Он засмеялся, довольный, и она улыбнулась, глядя ему в глаза.

– Вы еще придете? – спросил он. – Вы не исчезнете снова, Элли? Вы придете навестить меня?

Она кивнула и поднялась.

– Я пробыла у вас гораздо дольше, чем намеревалась, – сказала она. – Я рада, что пришла, папа. Вы действительно единственный близкий мне человек. Больше у меня никого не осталось.

– Идите сюда, детка, я обниму вас, – сказал он, обнимая и баюкая ее в своих объятиях. А она вспомнила давно забытое: ей пора в постель, а матери, слишком занятой своим туалетом, когда она отправлялась куда-то развлекаться, некогда было заглянуть в детскую и поцеловать на ночь дочку. Ее окутал знакомый запах – некая волшебная смесь бренди, нюхательного табака и одеколона, которая ее успокоила.

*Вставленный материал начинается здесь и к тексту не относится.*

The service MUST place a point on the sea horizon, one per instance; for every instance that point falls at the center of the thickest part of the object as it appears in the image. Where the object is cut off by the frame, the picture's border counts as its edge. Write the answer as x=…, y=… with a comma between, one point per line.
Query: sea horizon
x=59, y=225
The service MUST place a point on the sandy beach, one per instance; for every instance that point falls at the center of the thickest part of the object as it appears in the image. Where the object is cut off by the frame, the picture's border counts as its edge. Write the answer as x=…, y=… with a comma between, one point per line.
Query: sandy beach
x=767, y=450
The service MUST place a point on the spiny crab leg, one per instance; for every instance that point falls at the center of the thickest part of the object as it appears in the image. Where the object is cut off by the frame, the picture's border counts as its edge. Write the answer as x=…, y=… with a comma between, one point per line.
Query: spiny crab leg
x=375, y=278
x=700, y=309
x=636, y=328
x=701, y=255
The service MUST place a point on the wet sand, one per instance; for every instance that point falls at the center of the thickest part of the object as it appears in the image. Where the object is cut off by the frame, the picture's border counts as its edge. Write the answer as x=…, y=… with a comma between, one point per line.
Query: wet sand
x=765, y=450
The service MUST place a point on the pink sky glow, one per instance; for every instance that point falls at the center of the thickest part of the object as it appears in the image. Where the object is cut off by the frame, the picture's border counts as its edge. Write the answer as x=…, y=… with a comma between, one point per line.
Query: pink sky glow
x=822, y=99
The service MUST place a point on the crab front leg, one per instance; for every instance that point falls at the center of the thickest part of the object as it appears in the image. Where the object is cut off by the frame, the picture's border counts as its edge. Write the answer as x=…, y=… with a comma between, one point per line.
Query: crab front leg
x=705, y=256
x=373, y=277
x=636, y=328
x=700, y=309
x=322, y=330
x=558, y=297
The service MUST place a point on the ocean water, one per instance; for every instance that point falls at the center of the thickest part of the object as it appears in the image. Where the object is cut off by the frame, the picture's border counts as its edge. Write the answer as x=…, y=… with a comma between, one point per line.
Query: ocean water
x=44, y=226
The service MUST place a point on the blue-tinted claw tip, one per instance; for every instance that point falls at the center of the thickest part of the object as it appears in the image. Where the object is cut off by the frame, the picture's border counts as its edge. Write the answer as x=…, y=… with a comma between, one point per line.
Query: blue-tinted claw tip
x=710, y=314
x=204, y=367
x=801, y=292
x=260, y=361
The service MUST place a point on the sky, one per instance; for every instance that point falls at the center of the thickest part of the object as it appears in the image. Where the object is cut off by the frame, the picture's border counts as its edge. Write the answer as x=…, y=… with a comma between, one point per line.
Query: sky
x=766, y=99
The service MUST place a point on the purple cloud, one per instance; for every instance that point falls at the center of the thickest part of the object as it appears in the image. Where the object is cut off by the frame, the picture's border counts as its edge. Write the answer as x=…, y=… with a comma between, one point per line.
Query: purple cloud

– Ах, папа, – проговорила она, с головой погружаясь в жалость к себе и на мгновение утрачивая способность думать о чем-либо, – как же я выношу дитя, если он уезжает навсегда?

– У вас останется ваше дитя, – сказал он, – и ваш папа. Все будет хорошо, детка. Поверьте, все будет хорошо.

* * *

Граф Эмберли сидел, откинувшись на спинку дивана, в комнате рядом с детской и с полуулыбкой смотрел, как жена баюкает дочку.

– Она уснула, – сказал он.

– Я знаю. – Александра вздохнула. – И надо уложить ее в кроватку, да? Пора малышку отнимать от груди. Ей уже семь месяцев. Но это не правильно, Эдмунд. Дети должны оставаться грудными младенцами гораздо дольше.

– Ну что ж, – отозвался он, – когда Кэролайн будет отнята от груди, мы с вами, Алекс, постараемся поместить внутрь нового младенца, хорошо?

Она вспыхнула.

– Ах, Эдмунд, от ваших слов у меня мурашки по коже бегут.

Он усмехнулся.

– Это просто позор, что мы теряем время.